Andorra se enfrenta a un inicio de temporada de nieve marcado por la escasez de mano de obra temporal, una situación que, según Grandvalira, pone en riesgo la operativa de diversos servicios. En la presentación de las novedades de Andorra para esta próxima temporada de esquí, David Ledesma, director de Marketing de Grandvalira, ha lamentado la "afectación significativa" que ha supuesto la implementación del Entry/Exit System (EES) en la contratación de personal. Este sistema, derivado de un mayor control fronterizo, está generando dificultades para la llegada de empleados temporeros.
Grandvalira emplea a 580 trabajadores fijos, y necesita la incorporación de aproximadamente 2.230 temporeros para poder funcionar a pleno rendimiento. Ledesma ha señalado que "el impacto que puede tener para nosotros y para nuestras operativas es significativo".

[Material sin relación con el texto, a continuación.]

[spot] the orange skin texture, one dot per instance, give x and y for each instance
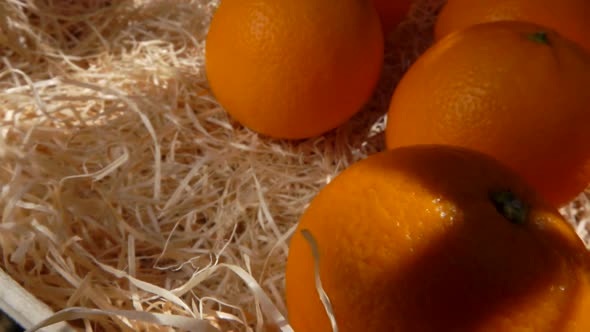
(294, 69)
(568, 17)
(490, 88)
(391, 12)
(409, 240)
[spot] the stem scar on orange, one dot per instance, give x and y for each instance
(436, 238)
(293, 69)
(514, 90)
(568, 17)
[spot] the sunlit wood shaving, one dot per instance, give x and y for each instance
(124, 185)
(179, 322)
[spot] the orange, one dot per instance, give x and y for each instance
(391, 12)
(514, 90)
(293, 69)
(436, 238)
(569, 17)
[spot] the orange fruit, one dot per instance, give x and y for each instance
(293, 69)
(513, 90)
(391, 12)
(568, 17)
(436, 238)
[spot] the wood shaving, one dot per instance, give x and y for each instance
(129, 200)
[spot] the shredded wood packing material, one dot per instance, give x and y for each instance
(129, 200)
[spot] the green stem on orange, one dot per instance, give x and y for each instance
(539, 37)
(510, 206)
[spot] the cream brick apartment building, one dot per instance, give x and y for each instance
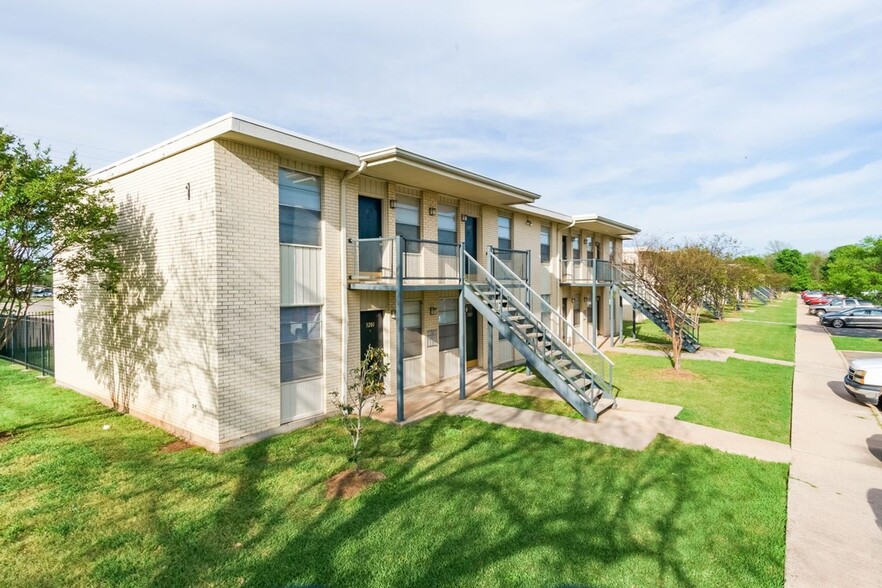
(260, 264)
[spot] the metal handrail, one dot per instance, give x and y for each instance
(547, 332)
(597, 267)
(399, 251)
(653, 297)
(564, 322)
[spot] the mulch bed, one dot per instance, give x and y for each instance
(350, 483)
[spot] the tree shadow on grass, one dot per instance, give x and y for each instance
(479, 518)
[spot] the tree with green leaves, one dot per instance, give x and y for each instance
(856, 270)
(682, 276)
(793, 263)
(53, 219)
(366, 388)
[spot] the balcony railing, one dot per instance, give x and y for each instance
(415, 261)
(580, 272)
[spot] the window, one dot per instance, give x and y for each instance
(300, 208)
(504, 232)
(448, 323)
(545, 244)
(407, 221)
(413, 328)
(300, 342)
(447, 229)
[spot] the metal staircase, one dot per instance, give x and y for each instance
(649, 303)
(536, 330)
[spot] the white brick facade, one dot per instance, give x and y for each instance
(191, 340)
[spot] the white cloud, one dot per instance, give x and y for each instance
(601, 107)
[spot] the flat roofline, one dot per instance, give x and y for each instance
(391, 156)
(602, 220)
(241, 129)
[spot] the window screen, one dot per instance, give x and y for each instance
(299, 208)
(448, 323)
(300, 342)
(545, 244)
(413, 329)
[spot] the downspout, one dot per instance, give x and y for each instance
(344, 279)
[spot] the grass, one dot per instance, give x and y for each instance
(744, 397)
(748, 336)
(465, 504)
(857, 343)
(549, 406)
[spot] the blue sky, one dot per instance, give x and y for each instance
(762, 120)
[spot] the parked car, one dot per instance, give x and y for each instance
(854, 317)
(837, 305)
(864, 380)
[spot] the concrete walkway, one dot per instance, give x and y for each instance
(834, 502)
(633, 424)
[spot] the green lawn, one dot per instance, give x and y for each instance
(741, 396)
(857, 343)
(465, 504)
(749, 336)
(744, 397)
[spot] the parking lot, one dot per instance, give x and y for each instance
(856, 332)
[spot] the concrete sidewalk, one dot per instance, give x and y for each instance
(834, 502)
(632, 425)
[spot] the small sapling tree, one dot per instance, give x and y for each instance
(365, 390)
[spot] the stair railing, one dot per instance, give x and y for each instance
(654, 299)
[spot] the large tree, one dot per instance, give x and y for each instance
(793, 263)
(682, 275)
(856, 270)
(53, 218)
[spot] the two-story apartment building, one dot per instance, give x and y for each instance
(260, 264)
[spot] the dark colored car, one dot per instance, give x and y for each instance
(854, 317)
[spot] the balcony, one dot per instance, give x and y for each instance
(585, 272)
(389, 263)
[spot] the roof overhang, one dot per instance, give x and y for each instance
(242, 130)
(605, 226)
(404, 167)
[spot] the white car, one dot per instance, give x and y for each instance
(864, 380)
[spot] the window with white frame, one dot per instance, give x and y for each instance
(407, 221)
(413, 328)
(504, 224)
(300, 208)
(447, 229)
(448, 324)
(300, 342)
(545, 244)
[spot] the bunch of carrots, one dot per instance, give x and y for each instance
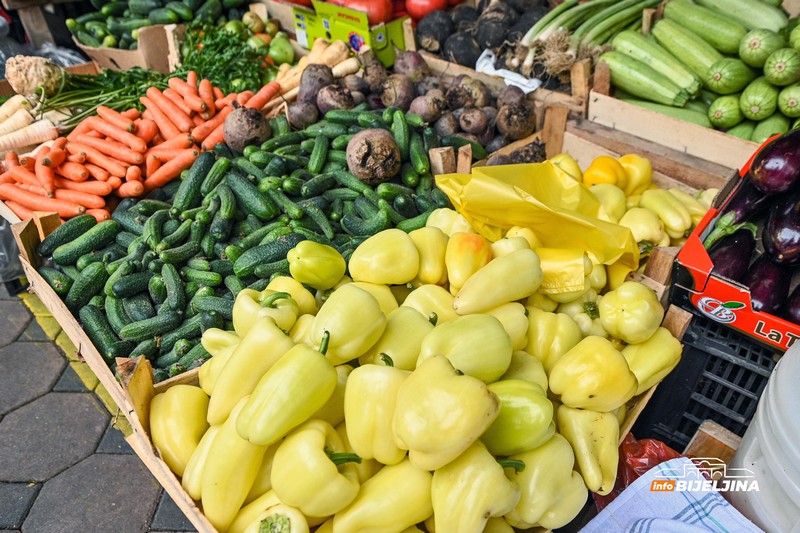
(117, 155)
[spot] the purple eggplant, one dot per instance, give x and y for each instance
(746, 205)
(731, 254)
(792, 310)
(776, 167)
(769, 285)
(781, 235)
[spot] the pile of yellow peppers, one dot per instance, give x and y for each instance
(435, 386)
(624, 186)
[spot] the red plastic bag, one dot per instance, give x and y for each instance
(635, 458)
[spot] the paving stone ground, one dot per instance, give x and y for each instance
(65, 467)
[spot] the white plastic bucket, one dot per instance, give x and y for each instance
(770, 449)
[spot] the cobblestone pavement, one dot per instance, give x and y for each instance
(64, 464)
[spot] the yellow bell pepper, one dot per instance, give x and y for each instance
(525, 420)
(593, 375)
(431, 243)
(605, 169)
(514, 318)
(293, 389)
(527, 367)
(552, 493)
(594, 438)
(263, 345)
(464, 255)
(541, 301)
(550, 336)
(639, 173)
(481, 291)
(389, 257)
(526, 233)
(440, 413)
(281, 518)
(675, 216)
(631, 312)
(567, 164)
(646, 227)
(302, 297)
(433, 301)
(476, 345)
(312, 472)
(367, 467)
(354, 320)
(395, 498)
(230, 469)
(696, 209)
(449, 221)
(382, 293)
(469, 490)
(654, 358)
(251, 305)
(369, 405)
(506, 245)
(192, 478)
(401, 340)
(333, 410)
(612, 200)
(317, 265)
(263, 482)
(177, 423)
(585, 313)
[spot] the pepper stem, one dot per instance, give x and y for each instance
(516, 464)
(270, 300)
(340, 458)
(323, 344)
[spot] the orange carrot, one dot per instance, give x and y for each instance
(72, 171)
(130, 189)
(146, 129)
(202, 131)
(118, 134)
(21, 211)
(165, 125)
(151, 165)
(244, 96)
(177, 99)
(36, 202)
(206, 91)
(90, 201)
(99, 188)
(134, 173)
(112, 149)
(173, 112)
(264, 95)
(45, 174)
(99, 214)
(96, 172)
(55, 157)
(189, 94)
(170, 170)
(115, 117)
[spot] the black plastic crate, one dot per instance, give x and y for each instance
(720, 377)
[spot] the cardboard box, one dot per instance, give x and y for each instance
(157, 50)
(332, 22)
(698, 288)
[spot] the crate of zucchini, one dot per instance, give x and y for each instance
(733, 65)
(123, 34)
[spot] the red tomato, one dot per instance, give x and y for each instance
(417, 9)
(377, 11)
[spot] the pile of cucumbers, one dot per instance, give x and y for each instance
(116, 23)
(166, 267)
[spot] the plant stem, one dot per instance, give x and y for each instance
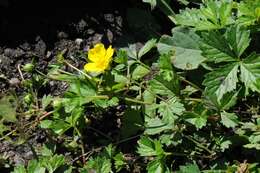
(81, 145)
(200, 145)
(78, 70)
(190, 83)
(194, 99)
(136, 101)
(101, 133)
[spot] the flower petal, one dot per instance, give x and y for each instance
(97, 53)
(93, 67)
(109, 53)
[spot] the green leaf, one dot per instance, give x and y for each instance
(158, 85)
(131, 123)
(75, 115)
(229, 120)
(166, 9)
(238, 38)
(248, 12)
(215, 15)
(225, 48)
(46, 100)
(119, 161)
(190, 168)
(8, 108)
(221, 81)
(149, 111)
(53, 163)
(151, 2)
(170, 109)
(139, 72)
(99, 165)
(157, 166)
(198, 121)
(156, 126)
(35, 167)
(166, 69)
(147, 47)
(58, 126)
(184, 45)
(19, 169)
(148, 147)
(198, 116)
(250, 72)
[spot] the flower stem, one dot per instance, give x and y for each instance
(78, 70)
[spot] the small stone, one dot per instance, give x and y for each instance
(62, 35)
(8, 52)
(81, 25)
(14, 81)
(40, 47)
(48, 55)
(90, 31)
(78, 42)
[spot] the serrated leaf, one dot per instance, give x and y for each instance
(46, 100)
(147, 47)
(139, 72)
(221, 81)
(8, 108)
(35, 167)
(248, 12)
(75, 115)
(157, 166)
(119, 161)
(250, 72)
(149, 97)
(190, 168)
(215, 15)
(198, 121)
(170, 109)
(225, 48)
(151, 2)
(163, 87)
(99, 165)
(156, 126)
(131, 123)
(183, 44)
(238, 38)
(19, 169)
(229, 120)
(148, 147)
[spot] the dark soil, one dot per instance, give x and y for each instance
(39, 30)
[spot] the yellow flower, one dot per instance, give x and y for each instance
(100, 58)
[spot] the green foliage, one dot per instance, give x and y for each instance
(8, 108)
(190, 106)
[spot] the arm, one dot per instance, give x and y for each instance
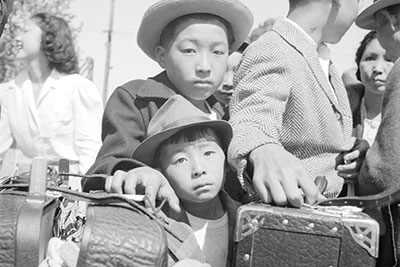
(123, 128)
(87, 112)
(381, 168)
(258, 104)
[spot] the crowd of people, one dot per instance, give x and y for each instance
(231, 118)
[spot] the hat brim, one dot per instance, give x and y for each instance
(158, 16)
(145, 152)
(366, 19)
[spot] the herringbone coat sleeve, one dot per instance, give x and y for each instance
(262, 87)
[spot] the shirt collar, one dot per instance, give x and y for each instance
(312, 42)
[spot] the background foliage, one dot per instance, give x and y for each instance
(22, 10)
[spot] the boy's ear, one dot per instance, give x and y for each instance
(160, 53)
(338, 2)
(226, 166)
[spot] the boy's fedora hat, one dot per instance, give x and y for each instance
(176, 114)
(159, 15)
(366, 19)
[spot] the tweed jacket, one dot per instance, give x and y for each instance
(182, 243)
(381, 168)
(125, 120)
(282, 96)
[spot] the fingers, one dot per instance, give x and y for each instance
(293, 194)
(310, 190)
(114, 183)
(349, 157)
(166, 192)
(260, 187)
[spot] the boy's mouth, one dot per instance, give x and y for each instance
(202, 185)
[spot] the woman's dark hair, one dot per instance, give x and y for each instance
(360, 51)
(57, 43)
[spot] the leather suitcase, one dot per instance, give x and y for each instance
(310, 236)
(117, 231)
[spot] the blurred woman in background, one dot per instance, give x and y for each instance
(49, 110)
(373, 67)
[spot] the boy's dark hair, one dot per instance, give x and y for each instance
(394, 9)
(296, 3)
(190, 134)
(360, 50)
(169, 32)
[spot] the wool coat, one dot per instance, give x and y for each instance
(125, 121)
(282, 96)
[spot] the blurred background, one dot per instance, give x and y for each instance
(105, 35)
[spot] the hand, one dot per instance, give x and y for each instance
(148, 179)
(353, 160)
(278, 175)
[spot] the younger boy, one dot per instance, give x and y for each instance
(191, 40)
(189, 150)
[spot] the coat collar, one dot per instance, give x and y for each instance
(307, 48)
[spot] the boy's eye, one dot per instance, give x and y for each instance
(208, 153)
(180, 161)
(370, 58)
(219, 52)
(388, 59)
(188, 51)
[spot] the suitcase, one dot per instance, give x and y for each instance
(117, 231)
(310, 236)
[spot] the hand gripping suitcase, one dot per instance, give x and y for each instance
(117, 231)
(310, 236)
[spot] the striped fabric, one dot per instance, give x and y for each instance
(283, 97)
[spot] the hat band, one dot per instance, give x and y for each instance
(185, 121)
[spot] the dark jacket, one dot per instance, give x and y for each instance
(125, 121)
(381, 168)
(356, 93)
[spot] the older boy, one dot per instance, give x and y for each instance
(381, 168)
(191, 40)
(189, 150)
(290, 112)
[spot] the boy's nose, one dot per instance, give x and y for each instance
(204, 65)
(228, 81)
(197, 169)
(378, 68)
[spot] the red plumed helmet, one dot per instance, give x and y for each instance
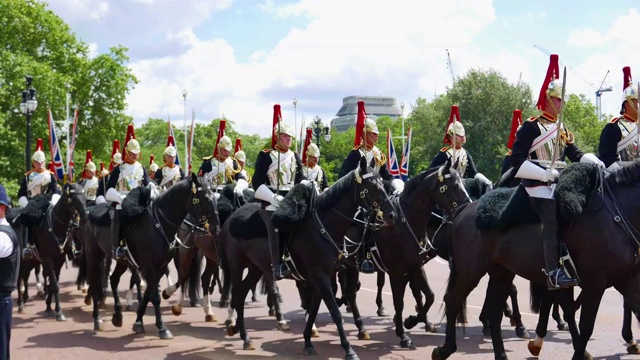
(360, 123)
(277, 115)
(515, 125)
(552, 73)
(223, 125)
(307, 141)
(87, 159)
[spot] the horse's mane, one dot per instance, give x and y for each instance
(628, 173)
(334, 192)
(415, 181)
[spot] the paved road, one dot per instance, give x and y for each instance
(37, 337)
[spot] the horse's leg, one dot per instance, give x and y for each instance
(237, 299)
(353, 277)
(516, 317)
(120, 268)
(380, 283)
(627, 334)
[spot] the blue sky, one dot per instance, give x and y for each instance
(238, 58)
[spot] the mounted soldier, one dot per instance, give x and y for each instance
(310, 168)
(170, 173)
(619, 138)
(125, 177)
(222, 169)
(279, 169)
(39, 180)
(90, 182)
(462, 161)
(365, 146)
(241, 158)
(541, 145)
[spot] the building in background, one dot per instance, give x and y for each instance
(376, 106)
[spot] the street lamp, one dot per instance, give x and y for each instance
(28, 106)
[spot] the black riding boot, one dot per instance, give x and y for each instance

Inversión en riesgo y servicio 'premium'
Uno de los puntos más preocupantes para la comercializadora de la nieve es la pérdida potencial de trabajadores ya formados y experimentados. Ledesma ha criticado que la nueva legislación pone en riesgo la inversión realizada en formar personal que ya conoce los estándares de calidad requeridos para los clientes. El ejecutivo ha recordado que el destino andorrano se está posicionando hacia un
"cliente cada vez más premium, el cual exige un servicio también premium. La imposibilidad de que este personal repita temporada podría tener una afectación clara en el nivel de servicio ofrecido."
El director de Marketing ha reconocido que la crisis del 'Entry/Exit' está afectando a trabajadores que habitualmente colaboran con las estaciones, pero que ahora, debido a las nuevas condiciones legales, no pueden regresar a Andorra y optan por trabajar en otros destinos, principalmente en las Islas Baleares, como Ibiza y Mallorca.

David Ledesma, Director de Marketing de Grandvalira Resorts
La restauración, la unidad de negocio más afectada
El impacto de la falta de personal se centra especialmente en la restauración, un sector que Ledesma califica como
"un pilar importante del negocio de las estaciones de esquí. Si no se logra contratar a todo el personal necesario, la situación podría llevar incluso a no abrir algunos de los puntos de restauración al inicio de la temporada."
Ante esta situación, Ledesma ha manifestado que Grandvalira tendrá que hacer "todos los esfuerzos posibles" para garantizar la sostenibilidad del negocio, manteniendo abiertas las unidades más afectadas, como la restauración.
"Las estaciones han tenido que realizar ya un gran esfuerzo económico para garantizar el alojamiento de sus empleados, con más de la mitad de los temporeros alojados en instalaciones propias o arrendadas, lo cual supone un inmenso esfuerzo económico"con un costo altísimo.
Esta medida busca asegurar que los trabajadores estén a gusto y puedan rendir al 100%".
Mirando hacia el futuro inmediato, Ledesma admitió que es posible que al arrancar la temporada "quizás no tengamos todos los trabajadores que necesitaríamos". Una de las soluciones que se barajan es la búsqueda de personal europeo, lo que inevitablemente conllevará "esfuerzos extraordinarios" y un incremento en el gasto de personal al tener que ofrecer salarios más elevados para atraer a los empleados.
El ejecutivo concluyó que, en la temporada 2025/26, las estaciones de esquí deben adaptarse no solo al cambio meteorológico (que ha obligado a acortar los días esquiables), sino también al "cambio de legislación".